Le problème, c'est que le Belarus n’a pas les moyens en réalité de cette politique. Et si le régime d’Alexandre Loukachenko survit, c'est uniquement grâce à la perfusion russe. Si ce pays dépourvu de ressources naturelles a pu se maintenir à flot, en dépit d’une économie archaïque, non compétitive et où la part du secteur privé se limite à 30%, c'est uniquement à coups de crédits et de subventions indirectes sur les matières premières. Un soutien d'ailleurs que la Russie monnaie cher. Pour preuve, l’an dernier, en échange de nouveaux crédits et de prix préférentiels sur le gaz, Moscou a notamment exigé que Minsk lui cède ses gazoducs. Une transaction qui a permis de stabiliser la situation, pour un temps au moins. Et surtout un rétablissement de l’économie qui plaide donc aujourd'hui en faveur de la pérennité du régime.

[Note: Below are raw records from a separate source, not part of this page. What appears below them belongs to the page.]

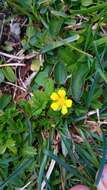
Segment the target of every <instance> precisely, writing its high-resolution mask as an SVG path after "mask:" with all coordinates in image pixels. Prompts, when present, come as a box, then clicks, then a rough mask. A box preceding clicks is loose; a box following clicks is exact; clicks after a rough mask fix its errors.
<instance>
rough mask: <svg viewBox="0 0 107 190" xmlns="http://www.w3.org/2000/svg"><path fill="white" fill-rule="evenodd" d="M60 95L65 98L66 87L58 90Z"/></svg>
mask: <svg viewBox="0 0 107 190" xmlns="http://www.w3.org/2000/svg"><path fill="white" fill-rule="evenodd" d="M58 95H59V96H60V97H61V98H64V97H65V95H66V92H65V90H64V89H60V90H58Z"/></svg>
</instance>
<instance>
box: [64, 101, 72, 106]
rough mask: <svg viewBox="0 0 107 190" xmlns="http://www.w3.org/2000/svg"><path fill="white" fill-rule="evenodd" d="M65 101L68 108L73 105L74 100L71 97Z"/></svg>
mask: <svg viewBox="0 0 107 190" xmlns="http://www.w3.org/2000/svg"><path fill="white" fill-rule="evenodd" d="M65 103H66V106H67V107H68V108H70V107H71V106H72V100H71V99H67V100H65Z"/></svg>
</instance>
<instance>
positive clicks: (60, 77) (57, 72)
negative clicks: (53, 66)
mask: <svg viewBox="0 0 107 190" xmlns="http://www.w3.org/2000/svg"><path fill="white" fill-rule="evenodd" d="M54 76H55V81H56V83H58V84H64V83H65V81H66V78H67V70H66V67H65V65H64V64H63V63H58V64H57V65H56V67H55V70H54Z"/></svg>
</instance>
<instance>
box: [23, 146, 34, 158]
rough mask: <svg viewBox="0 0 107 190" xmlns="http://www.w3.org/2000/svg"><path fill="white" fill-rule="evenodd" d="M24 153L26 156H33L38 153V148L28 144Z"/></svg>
mask: <svg viewBox="0 0 107 190" xmlns="http://www.w3.org/2000/svg"><path fill="white" fill-rule="evenodd" d="M23 154H24V155H25V156H29V157H32V156H34V155H36V154H37V153H36V149H35V148H34V147H32V146H26V147H24V149H23Z"/></svg>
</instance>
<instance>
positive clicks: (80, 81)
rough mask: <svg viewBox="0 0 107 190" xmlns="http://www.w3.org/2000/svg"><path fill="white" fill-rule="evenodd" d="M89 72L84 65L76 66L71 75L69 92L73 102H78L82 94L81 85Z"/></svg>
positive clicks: (88, 70)
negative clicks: (70, 86)
mask: <svg viewBox="0 0 107 190" xmlns="http://www.w3.org/2000/svg"><path fill="white" fill-rule="evenodd" d="M88 72H89V68H88V66H87V65H86V64H81V63H80V65H78V63H77V67H76V68H75V70H74V71H73V73H72V84H71V92H72V96H73V98H74V100H75V101H76V102H78V101H79V100H80V97H81V96H82V92H83V85H84V82H85V79H86V76H87V74H88Z"/></svg>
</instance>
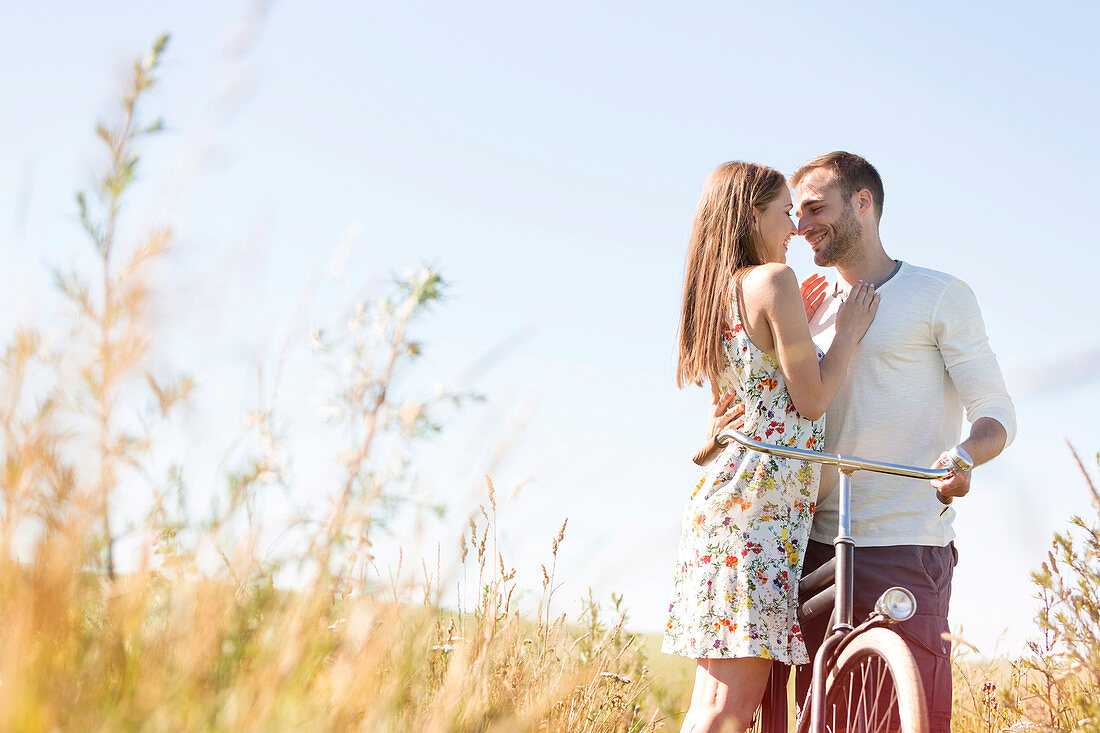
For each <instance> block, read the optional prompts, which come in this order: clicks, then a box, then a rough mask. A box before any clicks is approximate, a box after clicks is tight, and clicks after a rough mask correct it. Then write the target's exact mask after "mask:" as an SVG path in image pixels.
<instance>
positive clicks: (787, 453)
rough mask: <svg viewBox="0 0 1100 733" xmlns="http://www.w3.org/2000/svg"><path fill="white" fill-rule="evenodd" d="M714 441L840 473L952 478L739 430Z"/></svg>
mask: <svg viewBox="0 0 1100 733" xmlns="http://www.w3.org/2000/svg"><path fill="white" fill-rule="evenodd" d="M714 440H715V442H717V444H718V445H719V446H726V445H729V441H730V440H734V441H736V442H739V444H740V445H742V446H745V447H746V448H751V449H752V450H758V451H760V452H761V453H770V455H772V456H780V457H782V458H798V459H801V460H804V461H813V462H815V463H827V464H829V466H836V467H838V468H840V469H842V470H844V469H848V470H849V472H850V471H875V472H876V473H890V474H892V475H904V477H908V478H910V479H928V480H932V479H946V478H947V477H949V475H952V471H949V470H948V469H928V468H920V467H917V466H900V464H898V463H883V462H881V461H869V460H867V459H866V458H858V457H856V456H842V455H839V453H822V452H818V451H816V450H804V449H802V448H787V447H784V446H774V445H772V444H770V442H760V441H759V440H756V439H753V438H750V437H748V436H747V435H745V434H744V433H741V431H740V430H731V429H727V430H723V431H722V433H719V434H718V435H717V436H715V438H714Z"/></svg>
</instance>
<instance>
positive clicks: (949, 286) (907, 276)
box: [898, 262, 966, 292]
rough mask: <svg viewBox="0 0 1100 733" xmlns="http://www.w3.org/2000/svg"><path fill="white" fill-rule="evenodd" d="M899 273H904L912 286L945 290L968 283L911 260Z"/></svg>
mask: <svg viewBox="0 0 1100 733" xmlns="http://www.w3.org/2000/svg"><path fill="white" fill-rule="evenodd" d="M898 274H900V275H903V276H904V277H905V280H906V281H908V283H909V285H911V286H912V287H921V288H933V289H937V291H941V292H943V291H945V289H947V288H948V287H950V286H952V285H956V284H958V285H964V286H966V283H964V282H963V281H961V280H960V278H959V277H956V276H955V275H952V274H948V273H946V272H941V271H939V270H933V269H931V267H921V266H917V265H914V264H910V263H909V262H906V263H905V266H904V267H902V269H901V272H899V273H898Z"/></svg>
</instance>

Reste que ces démarches empêchent donc le Belarus de diversifier ses soutiens et le cantonne de facto dans le giron russe. Et d’ailleurs, Alexandre Loukachenko a-t-il seulement le choix interroge toujours le journal ? Il n’a donné aucun signe d’ouverture démocratique à l’Union européenne en échange de son aide. Or la liste des violations est longue relève un spécialiste auprès de l’ONG Human Rights Watch. On citera pêle-mêle, la présence de prisonniers politiques dans les pénitenciers, l’absence d’indépendance du système judiciaire, les arrestations arbitraires d’opposants au régime visant à les décourager de prendre part justement aux élections, mais aussi le harcèlement et l’intimidation de journalistes indépendants et de défenseurs des droits de l’homme, ou bien encore la torture et les mauvais traitements de détenus. Autant de pratiques qui ont empiré au cours des deux dernières années et ont beaucoup affaibli l’opposition, au profit du régime bien sûr lequel réaffirme chaque jour un plus sa suprématie.

En dix-huit ans, la méthode d’Alexandre Loukachenko pour se maintenir au pouvoir n’a donc pas failli. Et voilà pourquoi conclue le journal, tablant sur le fait que l’indispensable manne russe ne se tarira pas, il compte même très probablement être encore réélu en 2016.